The classic mid-century modern stadiums, on the other hand, displayed an authentic imagination- as do the classics of the present day. Dodgers Stadium was a new kind of ballpark- a merging of time honored ideas with modern sensibilities and materials. There is something fresh and exciting in the experience of Kauffman or Busch- a uniqueness, a truth to their time and place, and a transparency of form and function. They are somehow true to their era, and strive for a progressive interpretation of the ballpark form. Moreover, they are true to their purpose: a backdrop to the beautiful game they host. In the end, the great architecture of baseball is like that of an exceptional art gallery: poetic and sublime in its own right, but resisting self-aggrandizement in favor of the art that everyone came to see.

5. Final Thoughts 
Are these unique moments, personal memories, and technical marvels enough to validate the preservation of a comparatively unsatisfactory place to enjoy a baseball game? Probably not. Does this mean I won’t miss those peculiarities, recollections, and familiarities I’ve become endeared to? Absolutely not. The object is inseparable from my memories of it- not unlike a child’s favorite stuffed animal; unsightly and outgrown, but familiar and rich with personal history. My only request is that the replacement lives up to the promise of the possibilities…
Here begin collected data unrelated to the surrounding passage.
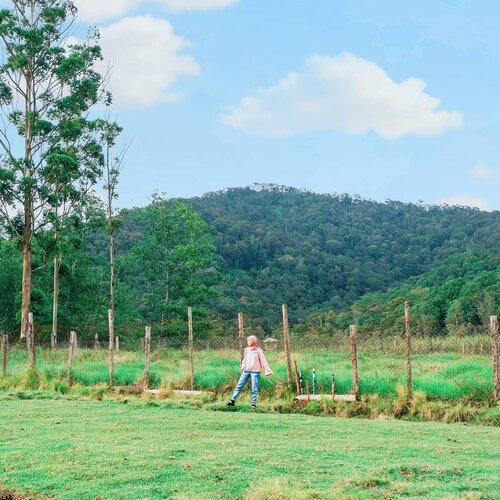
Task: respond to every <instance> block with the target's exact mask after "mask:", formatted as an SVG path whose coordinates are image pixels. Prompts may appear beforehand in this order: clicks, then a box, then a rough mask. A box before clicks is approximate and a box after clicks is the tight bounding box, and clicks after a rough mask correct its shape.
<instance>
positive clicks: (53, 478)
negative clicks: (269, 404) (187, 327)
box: [0, 400, 500, 499]
mask: <svg viewBox="0 0 500 500" xmlns="http://www.w3.org/2000/svg"><path fill="white" fill-rule="evenodd" d="M243 407H244V404H242V405H241V407H240V408H243ZM499 473H500V429H498V428H492V427H478V426H465V425H458V424H455V425H446V424H440V423H433V422H430V423H420V422H405V421H398V420H375V421H374V420H358V419H340V418H332V417H309V416H304V415H280V414H266V413H254V414H252V413H249V412H244V411H242V410H241V409H240V410H239V411H238V410H237V411H234V412H232V411H228V412H226V411H208V410H196V409H189V408H178V407H174V406H173V403H169V402H165V403H161V402H159V403H156V402H154V403H149V404H148V403H145V402H143V401H129V402H128V403H127V404H124V403H123V402H119V401H84V400H4V401H0V491H1V487H4V488H10V489H11V490H13V491H16V492H18V493H25V492H30V493H31V495H32V496H31V497H30V498H33V497H34V498H39V497H41V498H43V497H44V496H47V497H50V498H74V499H87V498H89V499H92V498H101V499H136V498H137V499H149V498H211V499H215V498H346V497H349V496H351V498H398V497H403V496H405V497H417V496H421V497H427V498H442V497H447V498H466V497H467V498H499V495H500V479H499ZM0 497H1V495H0Z"/></svg>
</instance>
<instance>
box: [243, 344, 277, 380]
mask: <svg viewBox="0 0 500 500" xmlns="http://www.w3.org/2000/svg"><path fill="white" fill-rule="evenodd" d="M262 368H264V370H265V375H271V374H272V373H273V371H272V370H271V367H270V366H269V363H268V362H267V359H266V357H265V356H264V351H263V350H262V349H261V348H260V347H257V349H254V348H252V347H247V348H246V349H245V354H244V355H243V360H242V361H241V370H242V371H247V372H261V371H262Z"/></svg>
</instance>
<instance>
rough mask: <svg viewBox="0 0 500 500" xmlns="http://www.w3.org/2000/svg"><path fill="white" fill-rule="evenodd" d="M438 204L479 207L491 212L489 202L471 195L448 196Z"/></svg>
mask: <svg viewBox="0 0 500 500" xmlns="http://www.w3.org/2000/svg"><path fill="white" fill-rule="evenodd" d="M438 203H440V204H446V205H451V206H452V205H459V206H462V207H477V208H479V209H481V210H489V209H490V208H489V206H488V202H487V201H486V200H485V199H484V198H479V197H477V196H474V195H472V194H469V193H464V194H459V195H455V196H448V197H447V198H443V199H442V200H440V201H439V202H438Z"/></svg>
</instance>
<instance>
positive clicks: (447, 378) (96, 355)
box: [0, 347, 492, 402]
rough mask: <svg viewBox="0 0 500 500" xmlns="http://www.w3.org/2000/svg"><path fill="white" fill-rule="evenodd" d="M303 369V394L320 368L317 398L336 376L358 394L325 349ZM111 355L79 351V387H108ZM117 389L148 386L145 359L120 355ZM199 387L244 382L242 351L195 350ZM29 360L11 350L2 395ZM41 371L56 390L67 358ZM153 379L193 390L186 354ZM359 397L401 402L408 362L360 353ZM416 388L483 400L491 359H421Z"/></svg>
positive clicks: (265, 379)
mask: <svg viewBox="0 0 500 500" xmlns="http://www.w3.org/2000/svg"><path fill="white" fill-rule="evenodd" d="M267 357H268V359H269V362H270V364H271V366H272V367H273V370H274V373H275V375H274V376H273V377H269V378H264V377H262V378H261V388H262V392H263V393H264V394H266V393H267V394H269V395H274V394H275V393H276V391H279V390H280V387H281V386H282V385H283V382H284V381H286V364H285V359H284V356H283V354H281V353H273V352H270V353H267ZM293 357H294V359H297V361H298V365H299V368H300V369H301V370H302V374H303V381H304V389H305V387H306V385H307V386H308V388H309V392H312V369H313V368H315V369H316V373H317V379H316V382H317V383H316V392H317V393H326V394H328V393H330V390H331V389H330V388H331V377H332V373H334V374H335V380H336V393H338V394H348V393H349V392H350V391H351V384H352V378H351V377H352V371H351V370H352V368H351V363H350V356H349V355H347V354H346V353H335V352H330V351H325V350H307V351H303V352H300V353H298V354H294V356H293ZM107 360H108V357H107V351H106V350H97V351H96V350H91V349H78V350H77V354H76V357H75V365H74V370H73V382H74V383H75V384H77V385H81V386H84V387H91V386H95V385H102V384H106V383H107V381H108V366H107ZM115 363H116V365H115V384H116V385H132V384H138V383H141V382H142V380H143V377H144V361H143V357H142V354H141V353H140V352H137V351H134V352H133V351H119V352H118V353H116V356H115ZM194 365H195V386H196V388H199V389H203V390H211V391H217V392H219V393H221V392H228V391H229V390H230V389H231V388H232V386H233V385H234V383H235V382H236V380H237V378H238V376H239V353H238V352H237V351H236V350H230V349H226V350H217V351H214V350H207V351H198V352H195V356H194ZM27 366H28V364H27V359H26V354H25V351H24V350H23V349H20V348H15V347H14V348H12V349H11V353H10V357H9V368H8V376H7V377H3V378H0V389H6V388H12V387H18V386H22V385H23V384H25V383H26V377H25V374H26V371H27ZM37 368H38V373H39V378H40V380H42V381H44V383H45V385H47V386H51V385H52V386H54V385H55V384H56V383H57V382H60V381H63V380H65V379H66V375H67V352H66V351H65V350H55V351H51V350H47V349H40V348H39V349H38V351H37ZM151 373H152V376H151V381H152V385H153V386H162V385H163V386H168V387H171V388H177V389H187V388H189V385H190V376H189V358H188V353H187V351H183V350H170V349H169V350H167V349H158V350H155V351H154V352H153V353H152V362H151ZM359 373H360V394H366V395H370V394H376V395H378V396H394V397H396V396H397V388H398V386H401V385H404V384H405V380H406V372H405V357H404V356H401V355H392V354H361V355H359ZM413 379H414V388H415V390H417V391H422V392H423V393H425V394H426V395H427V397H429V398H431V399H444V400H457V399H463V398H467V399H469V400H471V401H476V402H480V401H483V400H485V399H487V398H488V397H490V394H491V392H492V367H491V364H490V360H489V357H488V356H478V355H469V356H463V355H460V354H456V353H433V354H421V355H417V356H415V357H414V359H413Z"/></svg>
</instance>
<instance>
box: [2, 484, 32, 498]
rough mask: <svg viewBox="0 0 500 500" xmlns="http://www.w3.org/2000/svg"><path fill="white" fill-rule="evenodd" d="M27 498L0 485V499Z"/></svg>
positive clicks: (24, 496) (12, 490) (19, 493)
mask: <svg viewBox="0 0 500 500" xmlns="http://www.w3.org/2000/svg"><path fill="white" fill-rule="evenodd" d="M27 498H28V497H27V496H24V495H21V494H20V493H16V492H15V491H14V490H11V489H8V488H2V487H0V500H26V499H27Z"/></svg>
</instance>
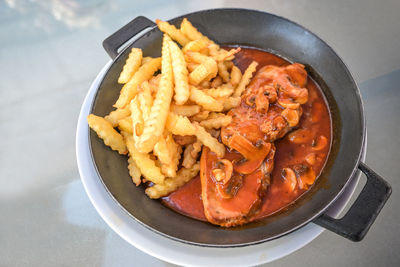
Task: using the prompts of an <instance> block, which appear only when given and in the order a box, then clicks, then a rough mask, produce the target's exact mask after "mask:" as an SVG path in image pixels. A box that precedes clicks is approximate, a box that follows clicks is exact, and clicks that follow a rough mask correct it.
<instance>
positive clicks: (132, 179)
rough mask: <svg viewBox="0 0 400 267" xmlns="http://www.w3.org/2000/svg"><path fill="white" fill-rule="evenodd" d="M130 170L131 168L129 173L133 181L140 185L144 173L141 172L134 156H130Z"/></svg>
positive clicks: (129, 174)
mask: <svg viewBox="0 0 400 267" xmlns="http://www.w3.org/2000/svg"><path fill="white" fill-rule="evenodd" d="M128 170H129V175H130V176H131V178H132V181H133V183H134V184H135V185H136V186H139V185H140V183H141V182H142V180H141V179H140V177H141V176H142V173H141V172H140V169H139V167H138V166H137V165H136V163H135V161H134V159H133V158H132V156H129V157H128Z"/></svg>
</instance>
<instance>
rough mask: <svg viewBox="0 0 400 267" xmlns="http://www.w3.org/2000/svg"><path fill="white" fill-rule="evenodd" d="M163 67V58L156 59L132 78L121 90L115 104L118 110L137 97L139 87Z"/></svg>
mask: <svg viewBox="0 0 400 267" xmlns="http://www.w3.org/2000/svg"><path fill="white" fill-rule="evenodd" d="M160 67H161V58H154V59H152V60H150V61H149V62H147V63H146V64H144V65H143V66H141V67H140V68H139V69H138V71H136V72H135V74H134V75H133V76H132V78H131V79H130V80H129V82H128V83H126V84H125V85H124V87H122V89H121V93H120V95H119V98H118V100H117V102H116V103H115V104H114V107H116V108H123V107H125V106H126V105H127V104H129V102H130V101H131V100H132V99H133V98H134V97H135V96H136V94H137V92H138V86H139V85H141V84H142V83H143V82H144V81H147V80H148V79H150V78H151V77H152V76H153V74H154V73H155V72H156V71H157V70H158V69H159V68H160Z"/></svg>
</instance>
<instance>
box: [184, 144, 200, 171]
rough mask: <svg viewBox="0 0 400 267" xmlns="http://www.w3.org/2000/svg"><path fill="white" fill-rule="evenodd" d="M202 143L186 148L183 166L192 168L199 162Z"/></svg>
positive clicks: (184, 151)
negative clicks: (198, 160)
mask: <svg viewBox="0 0 400 267" xmlns="http://www.w3.org/2000/svg"><path fill="white" fill-rule="evenodd" d="M201 147H202V143H201V142H198V141H197V142H195V143H193V144H189V145H187V146H186V148H185V151H184V152H183V161H182V166H183V167H185V168H187V169H188V168H191V167H192V166H193V165H194V164H195V163H196V161H197V157H198V154H199V152H200V151H201Z"/></svg>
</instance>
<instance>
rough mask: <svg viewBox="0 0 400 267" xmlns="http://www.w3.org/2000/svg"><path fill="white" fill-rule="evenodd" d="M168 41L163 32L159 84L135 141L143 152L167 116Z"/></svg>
mask: <svg viewBox="0 0 400 267" xmlns="http://www.w3.org/2000/svg"><path fill="white" fill-rule="evenodd" d="M169 42H172V40H171V38H170V37H169V36H168V35H166V34H164V40H163V46H162V67H161V80H160V85H159V87H158V91H157V94H156V97H155V99H154V102H153V106H152V107H151V112H150V117H149V118H148V120H146V121H145V126H144V130H143V134H142V135H141V136H140V139H139V141H138V142H137V143H136V146H137V148H138V150H139V151H141V152H143V153H148V152H150V151H151V150H153V148H154V145H155V144H156V143H157V141H158V139H159V138H160V136H161V135H162V133H163V132H164V127H165V122H166V120H167V117H168V112H169V106H170V104H171V99H172V95H173V92H174V88H173V74H172V64H171V55H170V52H169Z"/></svg>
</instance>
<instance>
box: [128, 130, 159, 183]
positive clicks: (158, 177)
mask: <svg viewBox="0 0 400 267" xmlns="http://www.w3.org/2000/svg"><path fill="white" fill-rule="evenodd" d="M122 135H123V136H124V138H125V142H126V146H127V147H128V150H129V155H131V157H132V158H133V160H134V161H135V163H136V165H137V166H138V167H139V169H140V172H141V173H142V175H143V176H144V177H145V178H146V180H148V181H151V182H153V183H156V184H162V183H163V182H164V179H165V176H164V175H163V174H162V173H161V170H160V168H159V167H157V166H156V163H155V161H154V160H153V159H151V157H150V155H149V154H148V153H141V152H139V150H137V149H136V146H135V141H134V140H133V138H132V135H130V134H128V133H126V132H122Z"/></svg>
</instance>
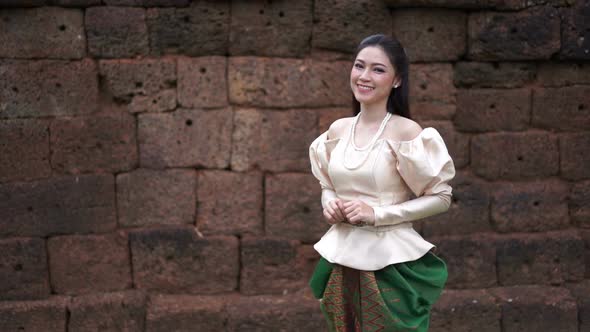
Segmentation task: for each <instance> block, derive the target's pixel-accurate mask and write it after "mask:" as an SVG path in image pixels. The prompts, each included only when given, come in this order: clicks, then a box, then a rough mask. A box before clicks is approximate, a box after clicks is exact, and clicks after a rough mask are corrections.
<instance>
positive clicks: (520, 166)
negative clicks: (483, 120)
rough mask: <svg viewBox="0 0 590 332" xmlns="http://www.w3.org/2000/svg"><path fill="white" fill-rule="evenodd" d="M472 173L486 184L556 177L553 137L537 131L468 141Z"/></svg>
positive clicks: (496, 133) (554, 156)
mask: <svg viewBox="0 0 590 332" xmlns="http://www.w3.org/2000/svg"><path fill="white" fill-rule="evenodd" d="M471 167H472V169H473V172H474V173H475V174H477V175H479V176H482V177H484V178H486V179H488V180H496V179H507V180H521V179H532V178H543V177H548V176H552V175H557V173H558V171H559V152H558V147H557V137H555V136H553V135H550V134H547V133H544V132H537V131H527V132H522V133H490V134H481V135H477V136H474V137H472V138H471Z"/></svg>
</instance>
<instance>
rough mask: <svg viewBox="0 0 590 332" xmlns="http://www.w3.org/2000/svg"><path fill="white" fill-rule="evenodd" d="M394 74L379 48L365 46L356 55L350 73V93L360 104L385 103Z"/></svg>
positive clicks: (394, 72)
mask: <svg viewBox="0 0 590 332" xmlns="http://www.w3.org/2000/svg"><path fill="white" fill-rule="evenodd" d="M395 74H396V73H395V70H394V69H393V65H392V64H391V62H390V61H389V58H388V57H387V54H385V52H384V51H383V50H382V49H381V48H380V47H376V46H367V47H365V48H364V49H362V50H361V51H360V52H359V54H358V55H357V57H356V59H355V60H354V64H353V66H352V71H351V72H350V87H351V89H352V93H354V97H355V98H356V100H357V101H358V102H359V103H361V104H365V105H368V104H375V103H380V102H387V98H388V97H389V94H390V93H391V88H392V87H393V84H394V81H395ZM396 83H397V82H396Z"/></svg>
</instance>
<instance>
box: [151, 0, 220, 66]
mask: <svg viewBox="0 0 590 332" xmlns="http://www.w3.org/2000/svg"><path fill="white" fill-rule="evenodd" d="M229 10H230V8H229V1H226V0H222V1H212V0H207V1H198V2H193V3H192V5H191V6H190V7H187V8H150V9H148V10H147V13H146V20H147V25H148V29H149V36H150V49H151V53H152V54H153V55H160V54H171V53H172V54H185V55H191V56H200V55H225V54H226V53H227V48H228V40H229V38H228V35H229V18H228V16H229V13H230V11H229Z"/></svg>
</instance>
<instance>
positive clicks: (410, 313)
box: [309, 251, 448, 332]
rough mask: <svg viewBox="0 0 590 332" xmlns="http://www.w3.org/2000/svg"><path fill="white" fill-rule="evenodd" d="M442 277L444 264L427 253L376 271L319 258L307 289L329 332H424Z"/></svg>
mask: <svg viewBox="0 0 590 332" xmlns="http://www.w3.org/2000/svg"><path fill="white" fill-rule="evenodd" d="M447 277H448V273H447V266H446V264H445V262H444V261H443V260H442V259H441V258H439V257H438V256H436V255H435V254H434V253H432V252H431V251H429V252H427V253H426V254H425V255H424V256H422V257H420V258H419V259H417V260H415V261H409V262H403V263H398V264H392V265H388V266H386V267H384V268H383V269H381V270H378V271H360V270H355V269H352V268H348V267H345V266H341V265H338V264H332V263H330V262H328V261H327V260H325V259H324V258H320V261H319V262H318V264H317V266H316V268H315V271H314V273H313V275H312V277H311V280H310V281H309V285H310V286H311V289H312V292H313V294H314V296H315V297H316V298H317V299H319V300H320V308H321V310H322V312H323V314H324V316H325V318H326V320H327V322H328V327H329V329H330V331H346V332H351V331H362V332H369V331H392V332H393V331H419V332H424V331H427V330H428V324H429V319H430V309H431V307H432V305H433V304H434V303H435V302H436V301H437V300H438V298H439V297H440V295H441V293H442V290H443V287H444V285H445V283H446V281H447Z"/></svg>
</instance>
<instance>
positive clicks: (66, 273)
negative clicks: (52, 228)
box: [47, 233, 131, 294]
mask: <svg viewBox="0 0 590 332" xmlns="http://www.w3.org/2000/svg"><path fill="white" fill-rule="evenodd" d="M47 248H48V252H49V270H50V273H51V285H52V289H53V290H54V291H55V292H56V293H58V294H84V293H92V292H96V291H102V292H105V291H114V290H121V289H126V288H130V287H131V266H130V265H129V263H130V260H129V249H128V244H127V235H126V234H124V233H112V234H105V235H68V236H56V237H51V238H49V240H48V242H47Z"/></svg>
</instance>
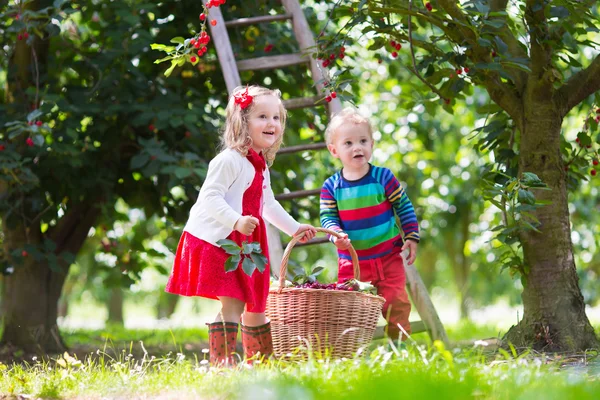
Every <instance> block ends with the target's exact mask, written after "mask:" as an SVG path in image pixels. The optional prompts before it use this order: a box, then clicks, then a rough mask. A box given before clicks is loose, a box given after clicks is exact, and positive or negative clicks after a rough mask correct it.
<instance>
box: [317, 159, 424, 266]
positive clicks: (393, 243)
mask: <svg viewBox="0 0 600 400" xmlns="http://www.w3.org/2000/svg"><path fill="white" fill-rule="evenodd" d="M394 213H395V214H396V215H397V216H398V218H399V219H400V225H401V227H402V231H403V232H404V240H407V239H412V240H415V241H417V242H418V241H419V224H418V222H417V216H416V215H415V210H414V208H413V205H412V203H411V202H410V200H409V199H408V196H407V195H406V193H405V192H404V189H403V188H402V185H400V182H398V179H396V177H395V176H394V174H393V173H392V171H390V170H389V169H387V168H382V167H376V166H374V165H371V166H370V170H369V172H368V173H367V174H366V175H365V176H364V177H362V178H360V179H358V180H356V181H349V180H347V179H345V178H344V177H343V175H342V173H341V172H337V173H336V174H335V175H333V176H331V177H330V178H329V179H327V180H326V181H325V183H324V184H323V188H322V189H321V207H320V216H321V225H322V226H323V228H327V229H331V230H334V231H338V232H339V231H343V232H345V233H347V234H348V238H349V239H350V240H351V241H352V246H353V247H354V249H355V250H356V253H357V254H358V258H359V260H368V259H373V258H378V257H382V256H384V255H386V254H389V253H391V252H392V251H394V247H397V246H402V243H403V240H402V236H401V234H400V230H399V228H398V225H397V224H396V218H395V215H394ZM338 255H339V257H341V258H345V259H350V253H349V252H348V251H345V250H338Z"/></svg>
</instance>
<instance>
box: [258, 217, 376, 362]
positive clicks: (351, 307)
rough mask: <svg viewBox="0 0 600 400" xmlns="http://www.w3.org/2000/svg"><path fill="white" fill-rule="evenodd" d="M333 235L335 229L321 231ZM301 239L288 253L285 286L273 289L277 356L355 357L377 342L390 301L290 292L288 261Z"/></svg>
mask: <svg viewBox="0 0 600 400" xmlns="http://www.w3.org/2000/svg"><path fill="white" fill-rule="evenodd" d="M317 231H319V232H325V233H328V234H330V235H333V236H337V237H339V236H340V235H339V234H338V233H337V232H335V231H332V230H329V229H324V228H317ZM299 240H300V237H295V238H293V239H292V240H291V242H290V243H289V244H288V246H287V247H286V249H285V252H284V254H283V259H282V261H281V269H280V271H279V287H278V288H274V289H273V288H272V289H271V290H270V291H269V297H268V299H267V310H266V314H267V317H268V318H269V319H270V320H271V332H272V335H273V348H274V352H275V355H276V356H277V357H286V358H290V355H292V357H298V356H299V357H301V358H306V355H307V354H306V351H298V349H305V350H308V351H312V352H316V353H317V354H320V355H321V356H330V357H333V358H341V357H347V358H350V357H352V356H354V355H355V354H356V351H357V350H358V349H359V348H360V347H362V346H365V345H368V344H369V343H370V342H371V340H373V333H374V332H375V327H376V325H377V320H378V319H379V316H380V315H381V308H382V307H383V303H384V302H385V300H384V299H383V298H382V297H379V296H374V295H371V294H367V293H359V292H352V291H338V290H327V289H308V288H285V278H286V274H287V263H288V259H289V257H290V253H291V251H292V248H293V247H294V245H295V244H296V243H298V241H299ZM350 255H351V257H352V264H353V266H354V277H355V278H356V279H358V280H360V269H359V265H358V256H357V255H356V251H355V250H354V248H352V247H350Z"/></svg>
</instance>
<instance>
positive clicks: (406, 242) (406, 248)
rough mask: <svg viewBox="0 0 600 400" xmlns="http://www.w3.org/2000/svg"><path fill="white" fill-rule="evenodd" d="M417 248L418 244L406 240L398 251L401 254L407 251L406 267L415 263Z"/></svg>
mask: <svg viewBox="0 0 600 400" xmlns="http://www.w3.org/2000/svg"><path fill="white" fill-rule="evenodd" d="M418 246H419V243H417V242H415V241H414V240H410V239H408V240H406V242H404V246H402V249H401V250H400V252H403V251H404V250H406V249H408V257H406V262H407V263H408V265H412V263H414V262H415V258H417V247H418Z"/></svg>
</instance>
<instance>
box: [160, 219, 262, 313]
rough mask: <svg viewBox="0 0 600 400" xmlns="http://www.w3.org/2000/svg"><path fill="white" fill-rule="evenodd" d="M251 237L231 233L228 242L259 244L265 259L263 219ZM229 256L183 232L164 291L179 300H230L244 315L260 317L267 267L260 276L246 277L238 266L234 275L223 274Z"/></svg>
mask: <svg viewBox="0 0 600 400" xmlns="http://www.w3.org/2000/svg"><path fill="white" fill-rule="evenodd" d="M259 220H260V224H259V226H257V227H256V229H255V230H254V232H253V234H252V236H250V237H248V236H243V235H242V234H241V233H239V232H237V231H233V232H232V233H231V234H230V235H229V237H228V239H230V240H233V241H235V242H236V243H238V245H239V244H241V243H242V241H258V242H260V243H261V248H262V249H263V254H264V255H265V256H266V257H267V258H268V254H269V250H268V247H267V235H266V227H265V224H264V222H263V221H262V218H259ZM228 257H229V254H227V253H225V250H223V249H222V248H220V247H217V246H213V245H212V244H210V243H208V242H206V241H204V240H201V239H198V238H197V237H195V236H193V235H192V234H190V233H189V232H183V235H182V236H181V239H180V240H179V246H178V247H177V254H176V255H175V262H174V264H173V271H172V272H171V276H170V278H169V282H168V283H167V287H166V289H165V291H167V292H169V293H173V294H179V295H182V296H200V297H206V298H209V299H218V297H219V296H227V297H233V298H236V299H238V300H241V301H243V302H245V303H246V311H249V312H255V313H263V312H265V308H266V304H267V296H268V295H269V281H270V276H271V274H270V269H269V265H268V264H267V267H266V268H265V270H264V271H263V272H262V273H261V272H259V271H258V270H255V271H254V273H253V274H252V276H248V275H246V273H245V272H244V271H243V270H242V266H241V263H240V265H239V266H238V268H237V269H236V270H235V271H232V272H225V261H226V260H227V258H228Z"/></svg>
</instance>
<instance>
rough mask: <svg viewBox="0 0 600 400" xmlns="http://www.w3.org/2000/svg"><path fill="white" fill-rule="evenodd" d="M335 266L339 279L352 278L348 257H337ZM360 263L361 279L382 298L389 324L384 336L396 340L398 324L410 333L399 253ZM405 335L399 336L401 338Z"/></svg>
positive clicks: (408, 304)
mask: <svg viewBox="0 0 600 400" xmlns="http://www.w3.org/2000/svg"><path fill="white" fill-rule="evenodd" d="M338 265H339V270H338V282H342V281H344V280H346V279H351V278H353V277H354V272H353V268H352V261H351V260H345V259H343V258H340V259H339V260H338ZM359 266H360V280H361V281H362V282H371V284H372V285H373V286H375V287H376V288H377V293H378V294H379V295H380V296H381V297H383V298H384V299H385V303H384V304H383V311H382V313H383V317H384V318H385V319H386V321H387V323H388V325H387V328H386V332H387V335H388V336H389V337H390V338H391V339H392V340H397V339H398V338H399V337H400V334H401V331H400V328H399V327H398V324H400V325H401V326H402V328H404V330H405V331H406V332H407V333H410V332H411V331H410V323H409V322H408V316H409V314H410V301H409V300H408V293H407V292H406V273H405V272H404V264H403V262H402V257H400V253H399V252H394V253H391V254H388V255H387V256H383V257H381V258H375V259H372V260H364V261H360V262H359ZM404 338H405V337H404V336H402V340H404Z"/></svg>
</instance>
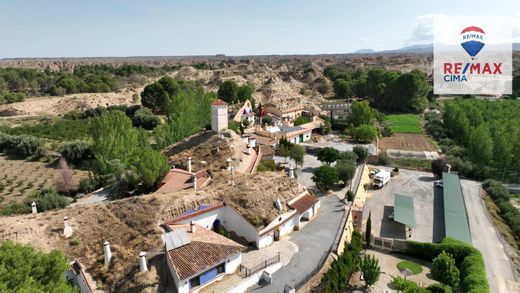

Diversity is enriching. Sameness in any form is stifling and bland. I would suggest that a variety of different styles of stadium, dating from different generations and architectural styles, add a richness to the major league game that is lost with the senseless destruction and abandonment of those not-quite-yet-classic stadiums that remain successful. Recognizing and preserving the quality of those ballparks that are worthy of enduring (especially Dodgers Stadium, Kauffman Stadium, the now lost Busch Stadium and vacant Astrodome) is important to the history and continuity of the game. The same as the experience of the city, variety adds flavor and interest to the virtual fraternity of major league ballparks.